Though we do flinch. From the sounds and vibrations coming out of the hefty speakers on the floor on either side of the picture rail separating the gallery. These are deep sounds, making real the electronic path that separates them from the visitor. It may be a droning ambient sound, but in reality it punctuates the space with jolts rather than submerging it. Fragmented, on then off again, the sounds seem to expand at the rate of the projection of video text. In turn, the video blanks and phrases trigger fragments of powerful surges whose duration is precisely timed to the projection, as are the silences that frame them. It’s not clear if the sound triggers the appearance and disappearance of text, or the other way around. Little by little signs of cause and effect begin to appear, though it defies logic since aside from the visitor there is no other élément déclencheur.

In addition to listening and managing his way through the exhibition (apart from the artist’s path), the visitor begins to get the impression of “being” the élément déclencheur—like with motion sensor lights or radio reception that gets interrupted. The visitor is literally at the center of ‘Con-trac-tion, con-signe’ (Con-trac-tions, Ins-truc-tions), 2016, in the middle of a ping pong game between two speakers, between two voices whose words and phrases are literally being deconstructed. It’s a rapid fire and tense match, it twitches, it whistles. It strikes the way voices strike on syllables that have been displaced. It tenses up, it stretches out. The editing is uneven, the position of the visitor relatively static though hardly at ease: trapped by both voices bouncing off each other, thwarting the visitor’s words, rendering him breathless, controlling his own breathing and listening according to what he hears. And if he does regain the control to listen, actively, with ‘Elle me parle’ (She speaks to me), 2016, the visitor is no less an outsider to what is going on, a helpless listener. But truly helpless? At once silenced, (the intercom only works one way), there are nonetheless eyelids for the ears: a finger on the button of the intercom can turn on and off the sound, controlling the duration, creating long or short bursts—blinking the ears, or closing them.

Pressing the button opens the door to another space, an inaccessible one. An “elsewhere.” A woman is having a conversation with a mysterious interlocutor whose voice (as is always the case with Petitgand) we never hear. The woman is busy while she speaks, perhaps in the kitchen. Ultimately that doesn’t matter. What is important is the degree to which the journey of sound joins that of the body and the psyche. As Lacanians would say “to hell with etymological truth”—in the terms interlocutor and elocution, there is location, and locus.

And speaking of etymology, the French verb “déclencher” (to set off, to trigger) comes from the noun “une clenche” which is French for the latch of a door handle. So by releasing the latch and opening the door, “déclencher” means moving into a different space, an elsewhere.
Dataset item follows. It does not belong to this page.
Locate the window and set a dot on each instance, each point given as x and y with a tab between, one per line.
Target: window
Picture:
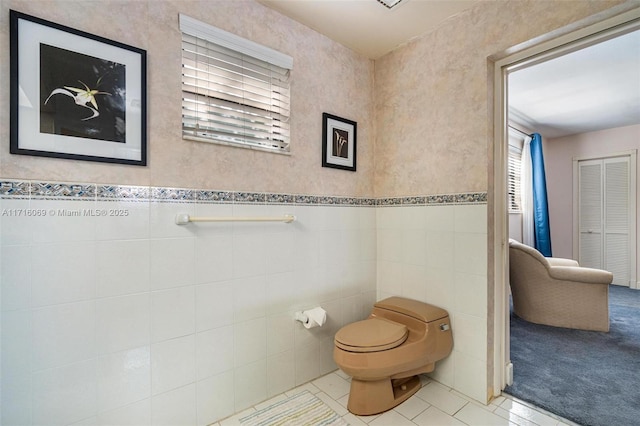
234	91
514	171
Thus it shouldn’t be a surprise that in French slang the word also means to bitch or rant: opening the door of words.

Marie Cantos


  1. “je prends un raccourci” (I use a shortcut) is also one of the texts visitors see while watching the projection in the installation “Les lettres blanches.” 

  2. For example: “sur la pelouse,” “je me déplace,” ou “je rebrousse chemin” (on the grass, I move, or I turn back). And even “la lumière baisse” (the light dims) at the end of the piece, as if to show how time passes from wandering this way. 

  3. L’ars memoriae, “the art of memory” also known as the Method of Loci is a mnemonic device from antiquity and taught for centuries to orators in universities: memory palaces enhanced memorization through the visualization of images in a specific location. Items to be remembered are associated with specific physical locations along a specific route which is familiar and easily recalled. Items are thus remembered by mentally following the route. 

  4. This arrangement is above all meant to differentiate the text from the subtitles the artist includes in installations abroad, but at the same time refers to the intimacy of reading (as opposed to white letters on a dark or colored background in film or other images), and it also allows contact with the imagination before becoming conscious of it.